Namun demikian, memulai menghafal Al-Quran tidak mesti menunggu bacaan kita sempurna. Yang terpenting adalah tidak meninggalkan pembelajaran tajwid. Selama kita menekuni tajwid, mendatangi halaqah tahsin secara rutin, maka tidaklah terlarang untuk menghafal, walaupun masih banyak kesalahan.

Adapun yang keliru, adalah bila seseorang sibuk menghafal, dan bersamaan dengan itu ia tidak menekuni tajwid. Tidak memiliki waktu khusus untuk talaqqi dan musyafahah dalam majlis tahsin secara rutin. Ini sangat membahayakan. Apalagi bila ia tidak memahami bahasa Arab. Potensi rusaknya jauh lebih besar daripada maslahatnya.

Lebih dari itu, ada hal yang juga mesti kita pahami bersama. Bahwa ada kewajiban yang lebih tinggi daripada tajwid. Adalah tafhiimul Quran. Memahami makna Al-Quran.

Memahami makna dan kandungan Al-Quran lebih dituntut bagi seorang muslim mukallaf. Karena Al-Quran diturunkan untuk dibaca, ditadabburi, dan diamalkan.

Bagaimana mungkin seseorang bisa mentadabburi dan mengamalkan Al-Quran bila ia tidak memahami isinya?

Lihatlah generasi Sahabat. Mereka tidaklah menambah hafalan Al-Quran kecuali bila telah memahami isi kandungan Al-Quran yang telah dihafalnya. Mereka bersabar menghafal Al-Quran sepuluh ayat – sepuluh ayat, tidak tergesa untuk menambah hafalannya. Yang terpenting mereka mutqin pada apa yang telah dihafalnya, memahami kandungannya, dan bisa diamalkan.

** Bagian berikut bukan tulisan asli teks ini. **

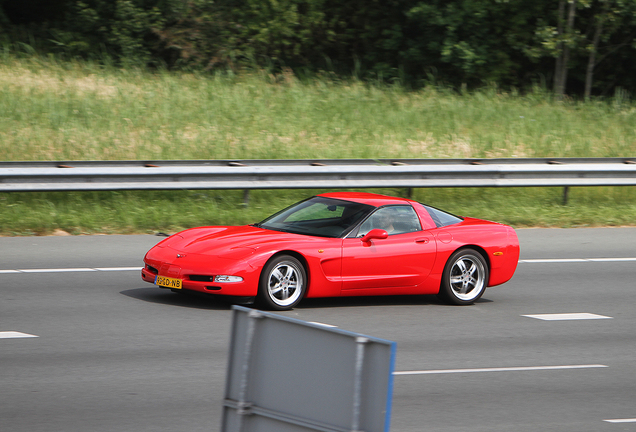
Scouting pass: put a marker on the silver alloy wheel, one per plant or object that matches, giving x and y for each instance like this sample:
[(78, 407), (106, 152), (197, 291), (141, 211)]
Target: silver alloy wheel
[(285, 283), (467, 277)]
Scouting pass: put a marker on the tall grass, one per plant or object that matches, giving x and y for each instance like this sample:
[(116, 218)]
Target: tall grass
[(77, 111), (81, 111)]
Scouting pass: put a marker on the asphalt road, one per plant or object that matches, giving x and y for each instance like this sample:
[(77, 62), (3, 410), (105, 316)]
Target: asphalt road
[(113, 353)]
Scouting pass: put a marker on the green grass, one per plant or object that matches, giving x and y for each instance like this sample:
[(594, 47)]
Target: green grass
[(79, 111)]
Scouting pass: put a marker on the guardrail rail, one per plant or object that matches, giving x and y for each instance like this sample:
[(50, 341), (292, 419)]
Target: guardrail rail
[(315, 174)]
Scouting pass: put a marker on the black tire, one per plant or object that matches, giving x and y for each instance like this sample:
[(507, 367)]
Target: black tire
[(283, 283), (465, 277)]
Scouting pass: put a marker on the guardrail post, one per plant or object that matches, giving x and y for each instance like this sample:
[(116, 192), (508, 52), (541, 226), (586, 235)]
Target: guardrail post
[(246, 198), (566, 195)]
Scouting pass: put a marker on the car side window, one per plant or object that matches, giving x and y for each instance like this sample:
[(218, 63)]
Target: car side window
[(392, 219)]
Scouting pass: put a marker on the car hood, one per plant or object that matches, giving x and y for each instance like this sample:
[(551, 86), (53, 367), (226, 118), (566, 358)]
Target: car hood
[(226, 241)]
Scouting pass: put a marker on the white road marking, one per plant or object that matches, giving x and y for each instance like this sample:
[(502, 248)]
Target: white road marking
[(92, 269), (13, 335), (507, 369), (575, 260), (72, 270), (621, 420), (567, 316), (322, 324), (67, 270)]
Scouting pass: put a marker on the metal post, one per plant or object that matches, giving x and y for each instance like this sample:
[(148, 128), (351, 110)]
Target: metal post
[(246, 197), (244, 407), (357, 384)]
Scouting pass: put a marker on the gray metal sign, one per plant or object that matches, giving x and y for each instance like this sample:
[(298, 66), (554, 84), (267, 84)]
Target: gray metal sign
[(288, 375)]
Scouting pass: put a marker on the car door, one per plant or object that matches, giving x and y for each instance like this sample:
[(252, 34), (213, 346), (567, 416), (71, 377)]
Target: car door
[(403, 259)]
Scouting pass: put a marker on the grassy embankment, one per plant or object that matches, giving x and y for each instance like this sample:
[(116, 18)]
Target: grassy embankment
[(73, 111)]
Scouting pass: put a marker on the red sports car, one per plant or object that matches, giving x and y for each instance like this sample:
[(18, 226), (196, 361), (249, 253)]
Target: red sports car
[(339, 244)]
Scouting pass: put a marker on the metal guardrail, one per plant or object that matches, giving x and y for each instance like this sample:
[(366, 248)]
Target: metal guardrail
[(315, 174)]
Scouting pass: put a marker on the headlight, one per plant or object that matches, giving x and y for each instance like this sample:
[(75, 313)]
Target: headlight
[(225, 278)]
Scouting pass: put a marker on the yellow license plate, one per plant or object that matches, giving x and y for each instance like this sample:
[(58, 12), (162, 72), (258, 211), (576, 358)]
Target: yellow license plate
[(168, 282)]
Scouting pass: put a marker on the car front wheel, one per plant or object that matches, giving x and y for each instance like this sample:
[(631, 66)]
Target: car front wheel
[(465, 277), (282, 284)]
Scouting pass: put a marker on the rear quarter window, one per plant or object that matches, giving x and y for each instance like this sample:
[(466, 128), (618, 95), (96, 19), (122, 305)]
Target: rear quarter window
[(441, 218)]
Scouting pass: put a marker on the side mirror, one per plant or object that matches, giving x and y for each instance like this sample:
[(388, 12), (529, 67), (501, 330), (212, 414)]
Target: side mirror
[(375, 234)]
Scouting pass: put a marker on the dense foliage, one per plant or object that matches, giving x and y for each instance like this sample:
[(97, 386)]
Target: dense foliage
[(578, 47)]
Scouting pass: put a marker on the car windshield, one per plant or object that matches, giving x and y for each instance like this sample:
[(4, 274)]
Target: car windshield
[(318, 216)]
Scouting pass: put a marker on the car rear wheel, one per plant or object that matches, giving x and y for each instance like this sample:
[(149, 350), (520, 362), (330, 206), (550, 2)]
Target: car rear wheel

Maka, bagi muslim mukallaf, orientasi terhadap Al-Quran mesti berubah. Bukan sekadar tajwid dan tahfizhnya saja. Ia harus bisa melangkah lebih jauh lagi menuju tafhim.

Sehingga, bila ia memiliki halaqah tahsin dan tahfizh sepekan sekali, maka minimal ia harus memiliki halaqah tafhim sepekan dua kali. Mengapa? Karena kewajiban memiliki pemahaman lebih tinggi daripada kewajiban tajwid dan tahfizh.

Lalu, langkah apa yang mesti diambil untuk mendapatkan pemahaman yang benar terhadap Al-Quran?

Setidaknya ada 4 ilmu yang mesti diperhatikan untuk mendapatkan hasil yang komprehensif:

1. Bahasa Arab,

2. Ulumul Quran,

3. Tafsir, dan

4. Hadits.

Namun, tentu tidak semua orang dapat meraih semua itu. Karena aktivitas dan kesibukan setiap orang pasti berbeda.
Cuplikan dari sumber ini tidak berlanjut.